Berthier observa que o mesmo fato que faz a alegria dos magos provoca o medo de Herodes. O que motiva a viagem dos magos coloca em alerta a capital de um pobre país dominado. Mas nada desencoraja estes peregrinos da fé: nem a indiferença dos líderes religiosos, nem o medo do rei submisso ao império, nem o paradoxo da estrebaria. Que prova para uma fé pouco robusta!... Eles compreenderam que aquela era a morada mais adequada para quem vinha para abater os poderosos e elevar os humildes.
Este é o núcleo da fé que professamos: um Deus que se sente bem assumindo a carne humana e que, por amor, não recusa a cruz. Como é possível que tenhamos nos afastado tão perigosamente disso? Como entender que as igrejas tenham transformado a estrebaria em palácios, os sábios estrangeiros em reis que barram migrantes, os pastores em imperadores implacáveis? Como é possível que tenhamos descafeinado nossa fé, reduzindo-a a uma espécie de analgésico para as dores de consciência?
A estrela fora um sinal seguro no caminho que levou os magos a Jesus, passando por Jerusalém. Seria também o seguro caminho de volta, já que era por eles conhecido? O encontro com Jesus Cristo, o Deus em fraldas, provocou os magos a buscar caminhos novos, caminhos que passam longe do poder e do saber, frequentemente mancomunados para oprimir e matar. O caminho vai sendo feito no próprio ritmo da caminhada, não mais à luz de estrelas, mas à luz da fé que reconhece a divindade na humanidade.
“São membros do mesmo corpo e participam da mesma promessa.”
Paulo fala de um mistério até então desconhecido e finalmente a ele revelado: que todos os povos e religiões particpam da mesma herança do Reino de Deus e são membros do corpo de Cristo em igual dignidade com os judeus. Com isso, derruba todos os muros que hierarquizam e separam, mas também atrai a desconfiança e a raiva de muitos compatriotas.
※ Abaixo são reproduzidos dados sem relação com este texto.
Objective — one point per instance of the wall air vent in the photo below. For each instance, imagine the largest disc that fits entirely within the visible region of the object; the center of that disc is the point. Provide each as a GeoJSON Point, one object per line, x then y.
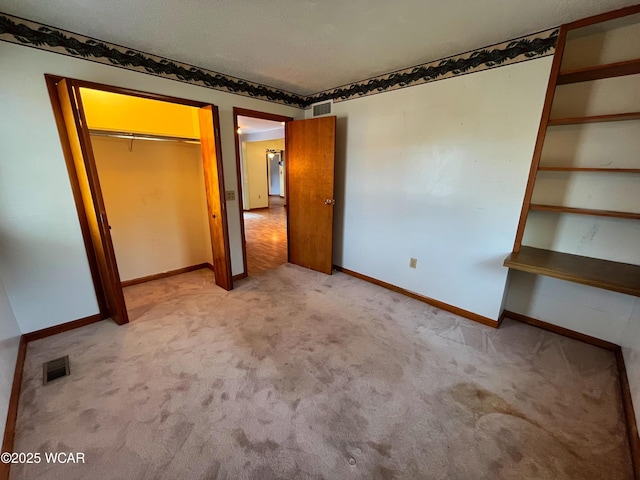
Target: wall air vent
{"type": "Point", "coordinates": [54, 369]}
{"type": "Point", "coordinates": [321, 109]}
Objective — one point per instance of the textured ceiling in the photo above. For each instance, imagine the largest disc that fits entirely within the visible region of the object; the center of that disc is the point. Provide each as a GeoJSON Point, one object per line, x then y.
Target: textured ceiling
{"type": "Point", "coordinates": [306, 46]}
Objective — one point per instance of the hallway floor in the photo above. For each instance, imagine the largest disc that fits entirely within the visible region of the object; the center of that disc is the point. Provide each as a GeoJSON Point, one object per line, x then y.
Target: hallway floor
{"type": "Point", "coordinates": [266, 233]}
{"type": "Point", "coordinates": [299, 375]}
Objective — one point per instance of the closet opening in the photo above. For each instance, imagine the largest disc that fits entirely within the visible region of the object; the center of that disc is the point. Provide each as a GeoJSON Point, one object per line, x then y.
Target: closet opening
{"type": "Point", "coordinates": [146, 174]}
{"type": "Point", "coordinates": [261, 162]}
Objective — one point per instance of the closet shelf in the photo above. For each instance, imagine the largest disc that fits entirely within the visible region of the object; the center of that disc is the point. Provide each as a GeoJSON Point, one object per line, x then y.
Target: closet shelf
{"type": "Point", "coordinates": [615, 276]}
{"type": "Point", "coordinates": [589, 169]}
{"type": "Point", "coordinates": [584, 211]}
{"type": "Point", "coordinates": [142, 136]}
{"type": "Point", "coordinates": [597, 72]}
{"type": "Point", "coordinates": [616, 117]}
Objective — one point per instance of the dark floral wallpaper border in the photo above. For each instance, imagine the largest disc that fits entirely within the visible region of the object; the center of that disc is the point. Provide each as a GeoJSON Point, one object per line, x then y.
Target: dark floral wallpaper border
{"type": "Point", "coordinates": [25, 32]}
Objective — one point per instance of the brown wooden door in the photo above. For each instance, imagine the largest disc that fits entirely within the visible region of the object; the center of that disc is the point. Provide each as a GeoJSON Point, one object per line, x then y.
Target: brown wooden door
{"type": "Point", "coordinates": [310, 148]}
{"type": "Point", "coordinates": [216, 204]}
{"type": "Point", "coordinates": [87, 174]}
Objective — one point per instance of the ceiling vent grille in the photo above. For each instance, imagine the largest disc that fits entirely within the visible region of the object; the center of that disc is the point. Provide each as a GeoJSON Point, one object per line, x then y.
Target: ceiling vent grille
{"type": "Point", "coordinates": [321, 109]}
{"type": "Point", "coordinates": [54, 369]}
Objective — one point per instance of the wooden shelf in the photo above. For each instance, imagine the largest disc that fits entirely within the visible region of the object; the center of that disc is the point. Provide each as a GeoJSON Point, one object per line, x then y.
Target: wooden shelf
{"type": "Point", "coordinates": [615, 276]}
{"type": "Point", "coordinates": [597, 72]}
{"type": "Point", "coordinates": [617, 117]}
{"type": "Point", "coordinates": [584, 211]}
{"type": "Point", "coordinates": [589, 169]}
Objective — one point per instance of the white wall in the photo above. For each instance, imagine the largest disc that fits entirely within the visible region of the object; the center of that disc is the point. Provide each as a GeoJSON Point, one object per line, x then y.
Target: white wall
{"type": "Point", "coordinates": [42, 256]}
{"type": "Point", "coordinates": [592, 311]}
{"type": "Point", "coordinates": [438, 172]}
{"type": "Point", "coordinates": [156, 204]}
{"type": "Point", "coordinates": [631, 352]}
{"type": "Point", "coordinates": [9, 341]}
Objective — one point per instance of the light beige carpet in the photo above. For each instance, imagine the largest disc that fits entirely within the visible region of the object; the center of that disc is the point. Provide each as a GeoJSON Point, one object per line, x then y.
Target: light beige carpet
{"type": "Point", "coordinates": [298, 375]}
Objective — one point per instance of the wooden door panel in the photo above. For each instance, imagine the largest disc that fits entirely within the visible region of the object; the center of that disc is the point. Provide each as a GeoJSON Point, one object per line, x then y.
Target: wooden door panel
{"type": "Point", "coordinates": [216, 203]}
{"type": "Point", "coordinates": [84, 163]}
{"type": "Point", "coordinates": [310, 148]}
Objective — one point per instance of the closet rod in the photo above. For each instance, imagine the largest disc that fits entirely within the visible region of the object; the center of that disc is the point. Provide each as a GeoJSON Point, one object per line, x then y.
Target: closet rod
{"type": "Point", "coordinates": [140, 136]}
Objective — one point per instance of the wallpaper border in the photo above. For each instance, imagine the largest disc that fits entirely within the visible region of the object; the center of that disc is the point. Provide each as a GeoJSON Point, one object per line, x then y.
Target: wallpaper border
{"type": "Point", "coordinates": [521, 49]}
{"type": "Point", "coordinates": [32, 34]}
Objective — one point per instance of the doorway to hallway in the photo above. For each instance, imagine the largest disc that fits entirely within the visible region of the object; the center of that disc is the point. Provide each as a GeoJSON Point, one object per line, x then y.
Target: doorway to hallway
{"type": "Point", "coordinates": [261, 163]}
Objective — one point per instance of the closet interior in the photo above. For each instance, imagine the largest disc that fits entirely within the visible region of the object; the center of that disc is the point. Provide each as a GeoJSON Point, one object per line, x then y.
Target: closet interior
{"type": "Point", "coordinates": [149, 163]}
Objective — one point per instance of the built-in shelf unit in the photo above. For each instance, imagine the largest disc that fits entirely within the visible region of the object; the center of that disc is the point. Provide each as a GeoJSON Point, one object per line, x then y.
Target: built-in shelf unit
{"type": "Point", "coordinates": [580, 218]}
Em nome de Deus, Paulo nega toda espécie de superioridade religiosa. Na raiz da nossa fé está esta alegre descoberta da igualdade, sem privilégios.
Como é difícil assimilar este aspecto da nossa fé! Ainda hoje os católicos estão às voltas com o desafio do ecumenismo, pensando que todos os povos devem entrar no redil estreito do assim dito sucessor de Pedro. Como é dificil reconhecer no estranho/estrangeiro um irmão que participa da mesma dignididade que pensamos ter. Como perturba os “homens de Jerusalém” o simples gesto de reconhecer e acolher a verdade presente na fé e na prática das outras religiões.
Pisando o chão da Roma da máfia e dos mártires, dos palácios e das catacumbas, eu me pergunto: é lícito esperar que os povos venham em caravanas, trazendo seus presentes e sua submissão a Jesus Cristo, refém das doutrinas manchadas de sangue e abraçadas ao poder? Será Roma o lugar onde ele pode ser encontrado? Ou devemos seguir os magos rumo à periferia? Será que os presentes e a obediência não devem percorrer o caminho inverso: ir aos pobres e oprimidos de todas as cores, odores, suores e dores?
Dirigimo-nos a ti, Deus dos Humildes, Deus envolto em faixas, destino e refúgio de todos os que peregrinam nas estradas de um mundo desigual. Dá-nos palavras e sinais que guiem nossos passos inseguros no rumo certo. Impede que nos detenhamos nos palácios que escondem prisões. Ajuda-nos a reconhecer tua presença na Belém de todos os homens e mulheres e a ver as diversas religiões como caminhos que conduzem ao encontro contigo. Assim seja! Amém!